Dopo la legge delega sull’assistenza agli anziani non autosufficienti approvata dal Parlamento lo scorso anno, sono arrivati anche i decreti attuativi. Secondo diverse analisi, però, la riforma – finanziata con fondi del PNRR – non sarà risolutiva.

Uno dei punti critici sottolineati da un articolo su Lavoce.info è che «Il decreto stanzia 500 milioni di euro per il biennio 2025-2026, dedicati alla prestazione universale. […] Pur contenendo parti significative, purtroppo, nel decreto manca un progetto per il futuro dell’assistenza agli anziani non autosufficienti in Italia. Si compie, inoltre, un significativo arretramento rispetto alla legge delega 33/2023. Il decreto attuativo c’è, ma quella riforma attesa nel nostro paese da un quarto di secolo è (in gran parte) ancora da fare».

In particolare, secondo l’articolo il decreto non riesce a realizzare l’integrazione del settore, che invece era stata concepita nella legge delega. Mentre questa prevedeva la creazione di un Sistema nazionale per la popolazione anziana non autosufficiente (Snaa) che integrasse tutti gli interventi pubblici nelle tre filiere (le politiche sanitarie, quelle sociali e i trasferimenti monetari dell’Inps), il decreto si limita a includere solo i servizi e gli interventi sociali, mantenendo così la frammentazione.

Inoltre, il decreto non affronta in modo adeguato la definizione di nuovi modelli d’intervento, come la riforma dei servizi domiciliari e residenziali, e la revisione dell’indennità di accompagnamento.
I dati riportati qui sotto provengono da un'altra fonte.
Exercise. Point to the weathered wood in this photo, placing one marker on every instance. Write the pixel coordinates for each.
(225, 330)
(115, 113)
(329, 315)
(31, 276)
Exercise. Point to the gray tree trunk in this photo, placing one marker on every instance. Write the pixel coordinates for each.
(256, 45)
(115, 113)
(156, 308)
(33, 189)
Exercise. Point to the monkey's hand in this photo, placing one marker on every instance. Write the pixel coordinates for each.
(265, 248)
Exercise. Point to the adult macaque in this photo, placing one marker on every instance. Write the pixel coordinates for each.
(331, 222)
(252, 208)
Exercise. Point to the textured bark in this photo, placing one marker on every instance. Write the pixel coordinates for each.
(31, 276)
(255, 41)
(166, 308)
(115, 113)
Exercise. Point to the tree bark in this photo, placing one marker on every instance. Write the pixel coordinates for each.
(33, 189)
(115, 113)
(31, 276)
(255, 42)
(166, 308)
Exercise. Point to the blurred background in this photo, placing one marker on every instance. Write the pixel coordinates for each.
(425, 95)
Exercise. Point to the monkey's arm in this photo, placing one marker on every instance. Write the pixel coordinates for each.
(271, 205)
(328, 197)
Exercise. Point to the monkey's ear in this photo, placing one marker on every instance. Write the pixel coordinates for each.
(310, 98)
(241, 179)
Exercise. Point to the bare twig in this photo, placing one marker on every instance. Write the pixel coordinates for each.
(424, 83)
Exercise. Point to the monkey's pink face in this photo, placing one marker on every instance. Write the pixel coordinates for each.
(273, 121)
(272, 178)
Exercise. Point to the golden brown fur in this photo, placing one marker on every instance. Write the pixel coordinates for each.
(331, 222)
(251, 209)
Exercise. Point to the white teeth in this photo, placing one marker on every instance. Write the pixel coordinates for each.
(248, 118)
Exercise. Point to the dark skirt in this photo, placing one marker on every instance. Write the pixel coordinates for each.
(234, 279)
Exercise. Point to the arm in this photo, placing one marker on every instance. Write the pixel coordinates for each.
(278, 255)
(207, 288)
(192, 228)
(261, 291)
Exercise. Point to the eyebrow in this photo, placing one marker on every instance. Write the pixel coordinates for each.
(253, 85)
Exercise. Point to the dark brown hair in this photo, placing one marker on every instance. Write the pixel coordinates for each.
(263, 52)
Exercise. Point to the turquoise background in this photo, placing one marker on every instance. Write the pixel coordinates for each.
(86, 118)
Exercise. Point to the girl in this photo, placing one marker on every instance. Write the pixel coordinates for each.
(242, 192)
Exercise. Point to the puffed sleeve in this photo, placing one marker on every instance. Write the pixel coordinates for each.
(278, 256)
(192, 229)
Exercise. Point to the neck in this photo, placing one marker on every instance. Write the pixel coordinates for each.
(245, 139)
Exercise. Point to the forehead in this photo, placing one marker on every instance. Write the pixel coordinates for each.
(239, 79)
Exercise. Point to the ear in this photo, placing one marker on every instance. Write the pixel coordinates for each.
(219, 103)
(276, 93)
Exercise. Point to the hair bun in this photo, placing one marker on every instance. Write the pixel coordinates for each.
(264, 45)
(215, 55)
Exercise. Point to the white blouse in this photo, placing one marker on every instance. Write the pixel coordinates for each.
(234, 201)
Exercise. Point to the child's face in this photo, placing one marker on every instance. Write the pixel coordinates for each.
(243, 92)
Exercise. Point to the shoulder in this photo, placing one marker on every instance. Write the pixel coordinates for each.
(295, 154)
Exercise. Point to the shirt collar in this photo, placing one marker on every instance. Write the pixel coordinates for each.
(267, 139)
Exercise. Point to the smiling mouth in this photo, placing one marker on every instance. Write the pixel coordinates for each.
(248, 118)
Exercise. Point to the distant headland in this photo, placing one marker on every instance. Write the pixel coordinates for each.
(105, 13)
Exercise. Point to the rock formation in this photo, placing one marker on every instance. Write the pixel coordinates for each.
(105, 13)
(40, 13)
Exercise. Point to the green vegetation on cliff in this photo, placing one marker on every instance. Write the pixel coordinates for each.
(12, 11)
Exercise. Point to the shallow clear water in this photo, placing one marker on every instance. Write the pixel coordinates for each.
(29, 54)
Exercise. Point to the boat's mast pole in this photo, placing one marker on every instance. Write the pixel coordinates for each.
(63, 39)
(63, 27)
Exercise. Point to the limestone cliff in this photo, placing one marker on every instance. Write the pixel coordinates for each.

Un altro articolo, pubblicato negli stessi giorni dalla stessa testata, evidenzia poi diversi problemi relativi alla nuova misura, concentrandosi sulle limitazioni e le incongruenze presenti nel decreto.

  1. Esclusività della sperimentazione. La misura, volta a introdurre una prestazione universale integrativa, è limitata a una sperimentazione biennale che coinvolge solo gli anziani over 80 con disabilità gravissima e un ISEE fino a 6 mila euro. Questo riduce significativamente il numero di beneficiari rispetto al totale degli anziani non autosufficienti, e di conseguenza l’efficacia della sperimentazione stessa.
  2. Limitate risorse finanziarie. Nonostante l’impegno di 500 milioni di euro per il biennio 2025-2026, l’importo risulta insufficiente considerando il numero limitato di beneficiari e l’ampiezza del problema. Questo solleva dubbi sulla sostenibilità e l’efficacia a lungo termine della misura.
  3. Ambiguità nell’approccio. Sebbene la prestazione universale integrativa rappresenti un passo avanti nell’introduzione di servizi di cura adeguati, i limiti di reddito indicati più su contraddicono il concetto di universalità.

In definitiva, nonostante l’intento di presentare la misura come un primo passo verso una riforma complessiva del sistema di assistenza agli anziani non autosufficienti, la sperimentazione attuale non risponde adeguatamente alle aspettative e agli obiettivi della legge 33/2023. Ciò, secondo l’articolo, solleva dubbi sul reale impegno del governo nel portare avanti una riforma significativa ed efficace nel lungo termine.